Sumpftour − Am nächsten Morgen fahren wir über Breaux Bridge zum Lake Martin, wo wir uns mit Bryan Champagne für eine Sumpftour verabredet haben. Doch wir warten vergeblich auf Bryan. Als es zu regnen beginnt, fahren wir zurück nach Breaux Bridge, wo wir in einem Laden das Telefon benutzen dürfen, um den Guide anzurufen. Bryan macht uns glauben, dass es bei der Terminvereinbarung ein Missverständnis gegeben hat. Vielleicht war der heutige Tag aber auch einfach perfekt, um zum Fischen hinauszufahren? Auf jeden Fall verspricht er nun, so rasch als möglich zum Lake Martin zu kommen. Die Tour kann also doch noch stattfinden. Nachdem wir mit der Ladenbesitzerin, welche uns das Telefon zur Verfügung stellte, noch ein paar Worte über ihre Schweizer Vorfahren gewechselt haben, fahren auch wir zurück zum Treffpunkt am See.

In einem kleinen Fischerboot fährt uns Bryan in den Atchafalaya Basin Swamp. Der flache Rumpf des Bootes erlaubt es uns, auch in sehr seichtem Wasser vorwärts zu kommen und tief in den Sumpf vorzudringen. Schon bald befinden wir uns inmitten eines überfluteten Waldes. Die mit grauem spanischen Moos bewachsenen Zypressen bilden einen schönen Kontrast zu der mit grüner Vegetation bedeckten Wasseroberfläche. An einigen Stellen führen breite «Wasserstrassen» zwischen den Bäumen hindurch. An anderen muss sich das Boot durch die dichte Vegetation kämpfen. Einmal bleiben wir mit dem Motor in den Wasserpflanzen hängen. Bryan lässt sich dadurch nicht aus der Ruhe bringen. Er, der an diesen Bayous aufgewachsen ist, kennt den Sumpf und seine Tücken in- und auswendig. Immer wieder macht er uns auf die vielfältige Flora und Fauna aufmerksam. Wir sichten zwei Alligatoren, eine Schildkröte, eine Schlange, eine Biberratte (Nutria) und mehrere Silberreiher.

 

Cajun − Bryan erzählt uns auch vom Leben an den Bayous. Von der Alligatorenjagd und der «Ernte» von spanischem Moos, welches zum Teil als Füll- und Stopfmaterial Verwendung findet. Ein grosser Teil der hiesigen Bewohner gehört den Cajuns (franz. Cadiens) an. Um mehr über die Geschichte und Lebensweise dieser ethnischen Minderheit zu erfahren, empfiehlt uns Bryan, selbst ein Cajun, dem Acadian Cultural Center in Lafayette einen Besuch abzustatten. Diesem Tipp folgen wir gerne und besuchen am Nachmittag das besagte Zentrum, welches eines von sechs Standorten des Jean Lafitte National Historical Park and Preserve darstellt.

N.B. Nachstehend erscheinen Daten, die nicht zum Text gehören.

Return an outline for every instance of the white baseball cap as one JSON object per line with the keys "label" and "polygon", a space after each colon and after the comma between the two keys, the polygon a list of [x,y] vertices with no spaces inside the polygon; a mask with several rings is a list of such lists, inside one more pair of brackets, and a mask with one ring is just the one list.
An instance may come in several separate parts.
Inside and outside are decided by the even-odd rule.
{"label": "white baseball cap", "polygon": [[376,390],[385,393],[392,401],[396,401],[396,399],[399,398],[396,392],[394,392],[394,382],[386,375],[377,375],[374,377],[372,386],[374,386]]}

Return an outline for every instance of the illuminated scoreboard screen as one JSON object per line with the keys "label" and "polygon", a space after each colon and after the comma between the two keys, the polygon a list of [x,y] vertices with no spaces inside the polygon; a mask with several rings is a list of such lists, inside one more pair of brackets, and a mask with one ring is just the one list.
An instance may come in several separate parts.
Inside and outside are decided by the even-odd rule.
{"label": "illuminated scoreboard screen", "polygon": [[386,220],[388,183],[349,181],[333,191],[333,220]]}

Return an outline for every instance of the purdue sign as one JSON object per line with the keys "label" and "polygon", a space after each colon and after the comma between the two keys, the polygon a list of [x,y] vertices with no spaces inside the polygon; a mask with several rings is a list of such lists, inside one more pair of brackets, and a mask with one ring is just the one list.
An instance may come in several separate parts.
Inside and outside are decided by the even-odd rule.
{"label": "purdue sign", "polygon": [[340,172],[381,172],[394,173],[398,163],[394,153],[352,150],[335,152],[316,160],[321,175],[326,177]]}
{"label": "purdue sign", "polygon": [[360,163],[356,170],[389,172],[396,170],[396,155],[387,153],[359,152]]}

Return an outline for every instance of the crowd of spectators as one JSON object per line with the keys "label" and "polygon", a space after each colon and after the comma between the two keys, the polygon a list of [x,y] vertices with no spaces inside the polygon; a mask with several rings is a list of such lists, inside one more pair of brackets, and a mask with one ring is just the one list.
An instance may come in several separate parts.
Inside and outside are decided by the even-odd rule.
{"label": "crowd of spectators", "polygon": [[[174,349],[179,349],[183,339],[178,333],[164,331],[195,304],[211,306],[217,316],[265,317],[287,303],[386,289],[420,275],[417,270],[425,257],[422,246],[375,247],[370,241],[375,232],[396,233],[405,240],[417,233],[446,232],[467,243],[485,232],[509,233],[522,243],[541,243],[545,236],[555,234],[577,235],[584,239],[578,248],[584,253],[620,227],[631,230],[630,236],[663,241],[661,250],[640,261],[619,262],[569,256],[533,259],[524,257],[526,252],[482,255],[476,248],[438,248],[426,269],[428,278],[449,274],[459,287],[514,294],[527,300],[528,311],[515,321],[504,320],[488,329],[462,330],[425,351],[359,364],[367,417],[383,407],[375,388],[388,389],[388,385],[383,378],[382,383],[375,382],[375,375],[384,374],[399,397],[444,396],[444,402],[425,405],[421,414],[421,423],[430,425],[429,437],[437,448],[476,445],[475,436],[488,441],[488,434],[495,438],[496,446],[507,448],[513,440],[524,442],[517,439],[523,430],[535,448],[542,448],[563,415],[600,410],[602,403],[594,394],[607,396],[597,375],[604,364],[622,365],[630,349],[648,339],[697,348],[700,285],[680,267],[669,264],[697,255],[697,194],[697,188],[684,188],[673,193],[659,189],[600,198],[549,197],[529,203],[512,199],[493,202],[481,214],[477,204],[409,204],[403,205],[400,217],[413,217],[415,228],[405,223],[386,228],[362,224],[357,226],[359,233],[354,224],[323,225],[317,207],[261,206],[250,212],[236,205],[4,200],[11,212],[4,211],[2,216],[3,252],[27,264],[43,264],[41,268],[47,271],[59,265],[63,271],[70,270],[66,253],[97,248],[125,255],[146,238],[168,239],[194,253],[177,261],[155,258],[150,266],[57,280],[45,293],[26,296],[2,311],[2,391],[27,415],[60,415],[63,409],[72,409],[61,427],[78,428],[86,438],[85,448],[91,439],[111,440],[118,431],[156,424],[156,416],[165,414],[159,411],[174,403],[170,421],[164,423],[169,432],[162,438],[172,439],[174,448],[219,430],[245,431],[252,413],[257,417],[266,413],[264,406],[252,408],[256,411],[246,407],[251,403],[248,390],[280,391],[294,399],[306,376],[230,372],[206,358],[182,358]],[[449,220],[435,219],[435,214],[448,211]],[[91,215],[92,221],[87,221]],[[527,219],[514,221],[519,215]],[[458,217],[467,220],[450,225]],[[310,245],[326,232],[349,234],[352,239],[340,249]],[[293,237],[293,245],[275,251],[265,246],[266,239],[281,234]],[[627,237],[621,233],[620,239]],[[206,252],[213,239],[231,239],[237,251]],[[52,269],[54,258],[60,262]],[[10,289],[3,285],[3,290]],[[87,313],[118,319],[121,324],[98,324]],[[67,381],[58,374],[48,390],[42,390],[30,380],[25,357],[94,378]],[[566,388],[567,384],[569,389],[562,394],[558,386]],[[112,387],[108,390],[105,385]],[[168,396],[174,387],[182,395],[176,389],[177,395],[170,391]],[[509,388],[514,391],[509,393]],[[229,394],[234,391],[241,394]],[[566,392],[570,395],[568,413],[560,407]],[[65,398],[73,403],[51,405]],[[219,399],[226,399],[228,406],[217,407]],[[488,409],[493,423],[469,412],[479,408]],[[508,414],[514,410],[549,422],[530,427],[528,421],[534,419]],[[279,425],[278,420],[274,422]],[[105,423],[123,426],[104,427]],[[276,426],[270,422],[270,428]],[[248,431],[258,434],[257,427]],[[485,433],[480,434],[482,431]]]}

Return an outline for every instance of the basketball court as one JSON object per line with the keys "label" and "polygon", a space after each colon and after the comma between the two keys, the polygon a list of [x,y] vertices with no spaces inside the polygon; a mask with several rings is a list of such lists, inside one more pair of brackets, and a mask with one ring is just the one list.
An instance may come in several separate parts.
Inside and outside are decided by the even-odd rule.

Nebst einer Ausstellung über die Geschichte und Kultur der Cajuns zeigt das Zentrum einen eindrücklichen Film über die schrecklichen Umstände, wie die Cajuns nach Louisiana kamen. Demnach sind ihre Vorfahren im 17. Jahrhundert von Frankreich ins heutige Nova Scotia in Canada ausgewandert. Ihre neue Heimat nannten sie l’Acadie, woraus die Bezeichnung Cadiens für die Bewohner entstand. Daraus wiederum entwickelte sich später die amerikanische Version Acadiens und schliesslich Cajuns. Als Mitte des 18. Jahrhunderts zwischen England und Frankreich ein Krieg um die französischen Gebiete in Nordamerika ausbrach, wurde es für die Cajuns eng. Mit dem Sieg der Engländer war ihr Schicksal endgültig besiegelt. Wegen ihrer Verweigerung der englischen Krone Treue zu schwören, wurden sie von den Engländern fortan brutal verfolgt. Man steckte ihre Häuser und Felder in Brand und deportiere die Cajuns um 1755 unter menschenunwürdigen Bedingungen in den Süden der USA. Viele starben während der sogenannten «grand dérangement». Ein Teil der Überlebenden wurde versklavt, in Gefängnisse geworfen und von ihren Familien getrennt.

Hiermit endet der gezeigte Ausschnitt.